4. As good as Pittsburgh's defensive line has been, the Eagles are coming on strong as well with 13 quarterback sacks the last two weeks and strong play against the run. For the defense to have success on Sunday, the Eagles have to win at the line of scrimmage and tackle Fletcher Cox feels like the group is up to the task.
"I've been blessed to be around a bunch a talented defensive lines, a bunch of special groups, and this group here just adds on to it," he said. "We have a bunch of guys who come to work every day. None of the guys are selfish and that's the great thing about being around a great group of guys who are here now and also in the past. Every guy is selfless and is communicating on what's going on. I think that's the really good thing about the defensive line we have here."
5. Quarterback Carson Wentz has accumulated 10 rushing first downs in the last two games and, clearly, his running has added to the offensive productivity.

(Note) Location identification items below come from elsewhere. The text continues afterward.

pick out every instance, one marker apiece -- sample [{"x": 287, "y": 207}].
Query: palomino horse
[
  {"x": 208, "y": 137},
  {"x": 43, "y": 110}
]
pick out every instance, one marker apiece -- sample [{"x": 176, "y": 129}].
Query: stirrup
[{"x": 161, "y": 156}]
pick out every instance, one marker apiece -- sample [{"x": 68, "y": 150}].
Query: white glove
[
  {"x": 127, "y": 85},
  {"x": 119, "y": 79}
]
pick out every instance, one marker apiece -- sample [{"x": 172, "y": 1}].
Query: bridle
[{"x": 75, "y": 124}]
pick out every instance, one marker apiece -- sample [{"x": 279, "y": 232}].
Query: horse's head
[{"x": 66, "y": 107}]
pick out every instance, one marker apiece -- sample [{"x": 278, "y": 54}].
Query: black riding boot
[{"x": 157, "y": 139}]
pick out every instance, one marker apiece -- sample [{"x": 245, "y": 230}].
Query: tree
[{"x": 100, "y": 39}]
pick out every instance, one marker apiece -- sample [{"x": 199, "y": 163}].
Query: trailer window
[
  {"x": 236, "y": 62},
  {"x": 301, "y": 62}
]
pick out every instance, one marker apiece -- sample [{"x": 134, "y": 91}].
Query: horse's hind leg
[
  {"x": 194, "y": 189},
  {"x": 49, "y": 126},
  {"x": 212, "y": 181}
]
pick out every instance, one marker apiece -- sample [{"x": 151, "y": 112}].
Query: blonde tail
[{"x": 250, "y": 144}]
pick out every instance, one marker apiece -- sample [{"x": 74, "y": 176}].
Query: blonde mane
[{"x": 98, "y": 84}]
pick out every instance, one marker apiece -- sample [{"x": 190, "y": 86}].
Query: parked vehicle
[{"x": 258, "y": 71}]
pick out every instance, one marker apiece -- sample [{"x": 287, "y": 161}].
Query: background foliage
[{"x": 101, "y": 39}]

Head Coach Doug Pederson is a big fan of No. 11 using his legs.
"We've encouraged him to use his legs, especially on passing situations when things break down. He's really good at it, he breaks tackles, he gets out of it, he's extended plays, and he's been successful," Pederson said. "We still have to be smart in the run game and some of the things that we do with him, but it's a little bit of a conscious effort to get him more involved in the run game as a runner because he is big, strong, and powerful. Why not utilize that when we can?"
6. Ben Roethlisberger against the Eagles in his career: 2-2 record, 56 percent completion percentage, three touchdowns, and three interceptions. Here is the key number: The Eagles have sacked Roethlisberger 14 times in those four games. So, yeah, the pass rush is kind of huge on Sunday.
7. Injury report: The Eagles welcomed back wide receiver J.J. Arcega-Whiteside as a full-time participant in practice on Wednesday and both Alshon Jeffery and DeSean Jackson were limited, so it's very much a question mark as to their playing on Sunday. Lots of hamstring issues among those who did not practice – safeties Rodney McLeod and Rudy Ford along with linebacker T.J. Edwards. Cornerback Avonte Maddox and offensive tackle Lane Johnson did not practice with ankle injuries. It is something to keep an eye on as the week progresses.
8. The opposition hasn't exactly been great, but don't discount the Pittsburgh run defense, which has allowed only 54 yards per game in its three wins. It's critical to get the running game going, and the Eagles have averaged 130 yards per game the last three weeks. Wentz's numbers count. All of them do. Look for the Eagles to be creative running the football on Sunday, Wentz included.